General: In February 2018, RWE announced a complex EUR 43bn deal to sell Innogy to E.ON, see section 3.1 for details.
Items 5 and 6: PwC, Frankfurt am Main, is proposed as auditor for the current financial year as well as for the audit-like review of the financial report for the first half of 2018 and of the quarterly reports for 2018. We have no concerns over the ratio of nonaudit/ audit fees. However, we note that PwC has audited the Company since at least the financial year 1997 (no earlier data available) which exceeds our maximum
acceptable term of office. We therefore recommend opposing the re-election of PwC as auditor.
Item 8: Authorisation for a period of five years until 2023 to increase the share capital by up to ~20% of the share capital by issuing shares against contributions in cash and/or in kind. The total shares issued while disapplying preemptive rights under the proposed and all existing authorisations may reach up to 20% of the share capital which exceeds our guidelines according to which we accept a maximum potential dilution of 10%. We recommend opposition.
Item 9: Delphi Unternehmensberatung AG and Deutsche Balaton AG have requested that the 39m preference shares (shares without voting rights) shall be converted to 39m ordinary shares with voting rights at a ratio of 1:1, without additional consideration. The preferential share in profits shall be cancelled. The Articles of Association shall be amended accordingly. A special meeting of preference shareholders shall be convened to adopt a respective resolution as soon as the difference between the weighted average price of RWE ordinary shares and the weighted average price of RWE preference shares in Xetra falls below EUR 2.00 on five consecutive trading days.

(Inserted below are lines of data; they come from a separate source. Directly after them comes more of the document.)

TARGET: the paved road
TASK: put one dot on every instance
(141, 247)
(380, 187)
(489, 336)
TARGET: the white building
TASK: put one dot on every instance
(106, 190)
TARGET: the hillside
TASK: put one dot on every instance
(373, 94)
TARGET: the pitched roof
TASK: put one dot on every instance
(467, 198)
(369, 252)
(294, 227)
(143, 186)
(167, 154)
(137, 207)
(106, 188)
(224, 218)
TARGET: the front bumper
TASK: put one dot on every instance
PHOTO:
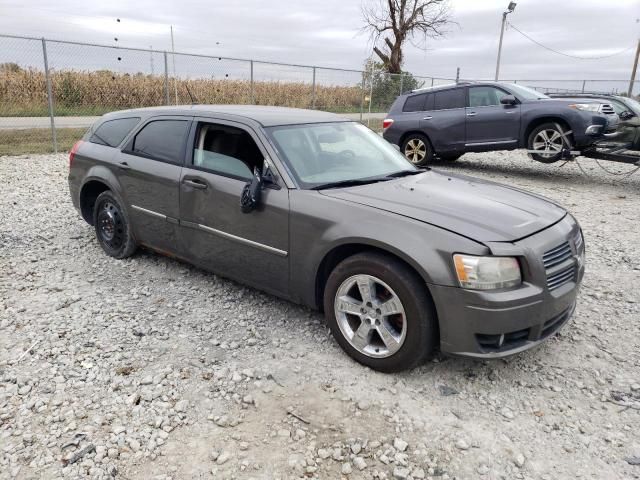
(495, 324)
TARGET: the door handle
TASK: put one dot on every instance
(199, 184)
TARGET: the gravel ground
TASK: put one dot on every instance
(151, 368)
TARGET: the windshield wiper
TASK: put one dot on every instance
(349, 183)
(405, 173)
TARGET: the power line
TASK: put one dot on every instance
(563, 53)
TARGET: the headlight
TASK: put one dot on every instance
(487, 273)
(587, 107)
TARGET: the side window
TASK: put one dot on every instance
(162, 139)
(447, 99)
(415, 103)
(112, 132)
(485, 96)
(226, 150)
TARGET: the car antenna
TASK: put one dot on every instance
(193, 100)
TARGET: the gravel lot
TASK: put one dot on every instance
(150, 368)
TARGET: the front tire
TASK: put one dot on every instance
(113, 229)
(380, 312)
(549, 141)
(418, 150)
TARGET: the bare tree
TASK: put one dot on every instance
(397, 21)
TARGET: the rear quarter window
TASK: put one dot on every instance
(162, 140)
(448, 99)
(112, 132)
(415, 103)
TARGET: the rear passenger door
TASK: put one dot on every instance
(444, 120)
(214, 233)
(148, 170)
(490, 124)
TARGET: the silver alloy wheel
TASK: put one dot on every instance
(370, 316)
(415, 150)
(548, 143)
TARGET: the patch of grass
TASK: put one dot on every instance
(37, 140)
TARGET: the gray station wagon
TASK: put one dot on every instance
(321, 211)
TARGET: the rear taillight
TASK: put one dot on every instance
(72, 152)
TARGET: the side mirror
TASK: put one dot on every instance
(626, 115)
(508, 100)
(250, 198)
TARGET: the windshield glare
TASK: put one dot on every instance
(323, 153)
(526, 93)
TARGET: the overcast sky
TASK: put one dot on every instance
(325, 32)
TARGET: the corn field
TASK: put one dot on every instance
(23, 92)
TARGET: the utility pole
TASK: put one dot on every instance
(173, 57)
(633, 72)
(510, 9)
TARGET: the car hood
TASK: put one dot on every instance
(477, 209)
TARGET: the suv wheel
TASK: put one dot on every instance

ECGS strongly supports the "one share - one vote" principle and as such would generally favour the conversion of preference shares into ordinary shares. We consider, however, that the conditions proposed by Delphi and Deutsche Balaton are detrimental to holders of ordinary shares and favour mainly preference shareholders. As only holders of ordinary shares are entitled to vote on this resolution we recommend opposition. We point out, however, that we would support a respective resolution proposed to shareholders of preference shares at a meeting yet to be convened.